Hardware-security tie-in. Branch prediction is the heart of Spectre v1. The CPU speculatively executes down a mispredicted path, touching memory along the way. Even though the speculation is later rolled back architecturally, the cache state is not rolled back. An attacker that primes the predictor to mispredict in a controlled way can cause a victim to speculatively load secret data into cache, then time the cache to recover the secret. Modern mitigations include: retpolines (replacing indirect branches with safer constructs), IBPB / IBRS / STIBP (microcode flushing of predictor state), and architectural changes like Intel's "speculation barrier" instructions. We unpack all of this in Chapter 24.

6.6 Superscalar: more than one instruction per cycle

If pipelining gives you 1 IPC (instructions per cycle), why not 2? Or 4? Superscalar designs duplicate the pipeline: multiple IF, ID, EX, MEM, WB stages running in parallel.

The Pentium (1993) was 2-way superscalar. Modern Apple M1 is 8-wide. Intel Sapphire Rapids is 6-wide.

The challenges multiply:

  • The fetch unit must deliver multiple instructions per cycle. This is easier with fixed-length encoding (RISC) and harder with variable-length (x86 needs a length pre-decoder and a µop cache to hit wide IPC).
  • The dispatch unit must find independent instructions to issue in parallel.
  • The register file must support multiple reads and writes per cycle.

6.7 Out-of-order execution

If instruction I3 is waiting for a slow load and I4 is independent, why not run I4 first? Out-of-order (OoO) execution lets the CPU dispatch instructions as their inputs become ready, regardless of program order, then commit them in program order at the end.

The architecture (Tomasulo-style):

  1. Fetch and decode in program order.
  2. Rename registers. Architectural registers (R0-R31 in ARM) are mapped to a larger pool of physical registers (often 200+). This breaks false dependencies caused by register reuse (write-after-write, write-after-read).
  3. Dispatch to reservation stations. Each instruction sits in a station, watching for its inputs.
  4. Execute when ready, on whichever functional unit is free.
  5. Reorder buffer (ROB). Holds completed instructions in program order until they can be retired.
  6. Retire (commit) in program order. Architectural state changes only on retirement.
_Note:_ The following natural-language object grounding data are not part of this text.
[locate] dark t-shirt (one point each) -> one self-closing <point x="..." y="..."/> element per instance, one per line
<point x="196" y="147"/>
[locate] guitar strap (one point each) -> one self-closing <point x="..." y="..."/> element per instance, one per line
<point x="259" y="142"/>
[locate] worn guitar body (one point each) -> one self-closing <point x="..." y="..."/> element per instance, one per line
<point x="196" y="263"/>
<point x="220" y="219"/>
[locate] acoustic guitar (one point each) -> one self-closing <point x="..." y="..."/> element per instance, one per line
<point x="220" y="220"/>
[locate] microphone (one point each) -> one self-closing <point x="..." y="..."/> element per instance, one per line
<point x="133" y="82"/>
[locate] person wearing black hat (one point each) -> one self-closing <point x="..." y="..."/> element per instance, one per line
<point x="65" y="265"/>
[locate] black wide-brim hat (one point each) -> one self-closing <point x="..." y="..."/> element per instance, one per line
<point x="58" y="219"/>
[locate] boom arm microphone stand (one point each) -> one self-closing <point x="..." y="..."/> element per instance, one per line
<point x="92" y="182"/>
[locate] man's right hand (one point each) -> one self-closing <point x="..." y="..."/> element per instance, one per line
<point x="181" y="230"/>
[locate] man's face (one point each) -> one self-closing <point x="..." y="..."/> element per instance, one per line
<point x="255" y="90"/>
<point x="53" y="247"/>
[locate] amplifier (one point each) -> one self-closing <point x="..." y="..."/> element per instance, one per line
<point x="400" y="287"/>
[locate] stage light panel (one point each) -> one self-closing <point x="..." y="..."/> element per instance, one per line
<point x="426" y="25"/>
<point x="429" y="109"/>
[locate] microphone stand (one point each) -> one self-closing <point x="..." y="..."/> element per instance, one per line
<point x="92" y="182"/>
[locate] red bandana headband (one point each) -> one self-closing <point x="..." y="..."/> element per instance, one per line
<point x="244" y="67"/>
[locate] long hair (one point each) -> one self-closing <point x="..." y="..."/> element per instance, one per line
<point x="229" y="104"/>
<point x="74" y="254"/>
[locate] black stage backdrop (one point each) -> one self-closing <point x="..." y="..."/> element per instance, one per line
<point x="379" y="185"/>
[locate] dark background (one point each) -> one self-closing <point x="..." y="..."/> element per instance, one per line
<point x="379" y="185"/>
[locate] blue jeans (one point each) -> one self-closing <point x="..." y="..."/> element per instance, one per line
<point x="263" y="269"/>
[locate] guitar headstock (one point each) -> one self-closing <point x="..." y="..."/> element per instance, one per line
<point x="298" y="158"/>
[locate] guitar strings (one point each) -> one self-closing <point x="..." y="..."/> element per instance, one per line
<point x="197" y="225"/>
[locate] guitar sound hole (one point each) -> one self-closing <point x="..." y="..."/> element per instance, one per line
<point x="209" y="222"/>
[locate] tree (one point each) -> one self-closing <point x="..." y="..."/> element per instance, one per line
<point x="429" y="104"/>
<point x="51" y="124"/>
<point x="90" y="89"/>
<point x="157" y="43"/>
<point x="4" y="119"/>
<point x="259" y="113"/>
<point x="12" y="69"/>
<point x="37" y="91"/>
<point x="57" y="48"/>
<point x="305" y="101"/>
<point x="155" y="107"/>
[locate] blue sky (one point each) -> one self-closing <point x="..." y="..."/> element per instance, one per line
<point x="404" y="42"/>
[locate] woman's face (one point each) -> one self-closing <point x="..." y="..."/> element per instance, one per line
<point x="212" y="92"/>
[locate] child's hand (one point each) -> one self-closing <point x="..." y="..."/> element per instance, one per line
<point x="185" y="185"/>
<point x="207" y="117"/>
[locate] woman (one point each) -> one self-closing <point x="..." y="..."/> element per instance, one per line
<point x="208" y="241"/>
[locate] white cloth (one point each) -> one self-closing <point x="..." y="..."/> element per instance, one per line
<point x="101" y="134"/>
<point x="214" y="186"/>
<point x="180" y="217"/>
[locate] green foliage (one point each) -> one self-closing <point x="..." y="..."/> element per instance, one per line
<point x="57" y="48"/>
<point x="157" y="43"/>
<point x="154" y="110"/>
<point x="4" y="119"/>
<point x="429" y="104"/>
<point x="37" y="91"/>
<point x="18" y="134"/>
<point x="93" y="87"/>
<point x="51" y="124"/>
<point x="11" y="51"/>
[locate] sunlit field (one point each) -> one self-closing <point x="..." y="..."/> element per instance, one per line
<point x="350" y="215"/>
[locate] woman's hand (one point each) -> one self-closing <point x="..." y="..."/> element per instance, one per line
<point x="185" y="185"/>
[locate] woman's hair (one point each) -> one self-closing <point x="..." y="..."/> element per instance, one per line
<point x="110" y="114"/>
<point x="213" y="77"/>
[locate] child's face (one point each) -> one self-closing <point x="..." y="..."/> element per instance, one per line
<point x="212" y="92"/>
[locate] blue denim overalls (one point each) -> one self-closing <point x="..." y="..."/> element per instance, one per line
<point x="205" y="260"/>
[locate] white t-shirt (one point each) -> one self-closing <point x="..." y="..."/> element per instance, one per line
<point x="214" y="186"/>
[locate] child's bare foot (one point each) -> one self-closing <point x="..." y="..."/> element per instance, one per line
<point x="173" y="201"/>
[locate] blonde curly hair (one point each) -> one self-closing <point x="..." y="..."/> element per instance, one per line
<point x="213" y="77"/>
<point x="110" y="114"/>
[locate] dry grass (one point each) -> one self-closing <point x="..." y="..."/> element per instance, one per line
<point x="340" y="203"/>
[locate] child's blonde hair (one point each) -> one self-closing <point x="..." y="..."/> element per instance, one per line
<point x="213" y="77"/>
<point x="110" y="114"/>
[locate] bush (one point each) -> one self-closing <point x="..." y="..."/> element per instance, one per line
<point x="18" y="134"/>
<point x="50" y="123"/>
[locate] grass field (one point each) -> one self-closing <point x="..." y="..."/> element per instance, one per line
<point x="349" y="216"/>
This is what "out of order" actually means. Internally, instructions execute in dependency order. Externally (architecturally), they look in-order because retirement is in-order.

rendering diagram...

OoO is the defining feature of modern high-performance CPUs since Pentium Pro (1995). Apple M1 has a ~630-entry ROB. Intel Lion Cove has 576. Massive structures; massive transistor budgets.

Hardware-security tie-in. OoO + speculation = Spectre/Meltdown family. A misspeculated load executes anyway, in the shadows. Its result never commits, but its cache footprint persists. The fact that architectural rollback does not roll back microarchitectural state is the whole bug class. Mitigations either prevent misspeculation (slowing things down), prevent the speculative result from reaching cache (LSU changes), or randomize the cache so attacker measurements are noisy.